Between 1986 and 2007, Walter Earl Ellis preyed upon vulnerable women—mostly Black women involved in sex work or battling addiction—on Milwaukee’s North Side. His modus operandi remained consistent: he lured victims to secluded locations or their own homes, where he assaulted and then strangled them. In total, DNA evidence would eventually link Ellis to seven murders, but he is suspected in at least two more killings and possibly others.

His first known victim, Deborah Harris, was found strangled on October 10, 1986. Over the next two decades, more women were found murdered in similar ways: Tanya Miller (1992), Irene Smith (1995), Florence McCormick (1997), Sheila Farrior (1998), Jessica Payne (1999), and finally Carrie Nash (2007). All victims were killed by manual or ligature strangulation, and most had signs of sexual assault. Due to the social marginalization of the victims and inconsistencies in evidence collection at the time, no definitive suspect emerged, and several murders went cold.

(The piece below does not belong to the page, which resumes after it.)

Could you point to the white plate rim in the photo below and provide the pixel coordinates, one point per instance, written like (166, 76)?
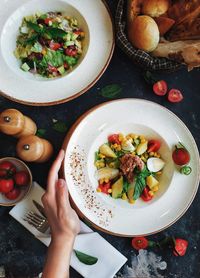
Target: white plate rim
(67, 140)
(89, 86)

Ellis managed to evade suspicion for years, partly due to gaps in Milwaukee’s forensic database. Incredibly, at one point, another man named Walter Ellis (no relation) was wrongly arrested due to confusion over DNA samples. Ellis himself had given a DNA sample in 1995 while in custody, but it was mislabeled and never entered into CODIS (Combined DNA Index System). It wasn’t until a re-investigation of cold cases in the late 2000s, paired with improved DNA matching techniques, that the pattern across the murders became clear.

In September 2009, Ellis was arrested in Franklin County, Arkansas, after his DNA was taken from a toothbrush and razor collected during a parole check in Milwaukee. He was extradited to Wisconsin and charged with multiple counts of first-degree intentional homicide. During interrogation, Ellis maintained his innocence and never confessed. In February 2011, rather than face a death penalty trial, he pleaded no contest to seven counts of first-degree intentional homicide and was sentenced to life in prison without parole.

Ellis was incarcerated at the Dodge Correctional Institution in Waupun, Wisconsin. On December 1, 2013, just two years into his sentence, Ellis died of natural causes related to heart problems. He was 53 years old at the time of his death. His death closed one of Milwaukee’s most harrowing serial killer cases, but questions remain about the total number of victims and how many lives could have been saved with earlier forensic diligence.